By funding a large number of organisations, Exxon helps to create the impression that doubt about climate change is widespread. For those who do not understand that scientific findings cannot be trusted if they have not appeared in peer-reviewed journals, the names of these institutes help to suggest that serious researchers are challenging the consensus.

Of course, without proper education about the peer-review process and the scientific basis of climate change, this strategy has proven quite effective (as it has in the past with other issues). So how can you decide (objectively) for yourself? Fortunately, the information you need to understand the issue is freely available online and ready for private use. I'll try to make the case here with the evidence easily available.

First, let's establish that our Earth is warming; NASA First Goddard Institute for Space Study's direct surface temperature analysis shows a steady increase of one degree Celsius from 1880 to 2000 (usisng Radiosondes). Satellite temperature measurements arrive at the same conclusion (from 1982 on), as do the direct surface temperature analysis at the Climate Research Unit at East Anglia.
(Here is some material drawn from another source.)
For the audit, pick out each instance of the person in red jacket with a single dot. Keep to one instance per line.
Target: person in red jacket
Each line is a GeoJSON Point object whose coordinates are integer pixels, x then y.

From here, we need to use more abstract methods of temperature measurement, because we didn't measure temperature in a verifiable way before 1880. Using dendrochronology, the study of the rings in trees to verify temperatures, we can get accurate temperature readings for up to 26,000 years ago. We also get accurate temperatures from the last five centuries by drilling bore holes and analyzing the results. The temperature rise is also concluded by indirect analysis; for instance, glaciers melting, sea ice melting, permafrost melting, sea levels rising, sediments and other proxy reconstructions. Yes, there has been melting in past centuries, but it's always been almost trivial compared to the extreme melting of today.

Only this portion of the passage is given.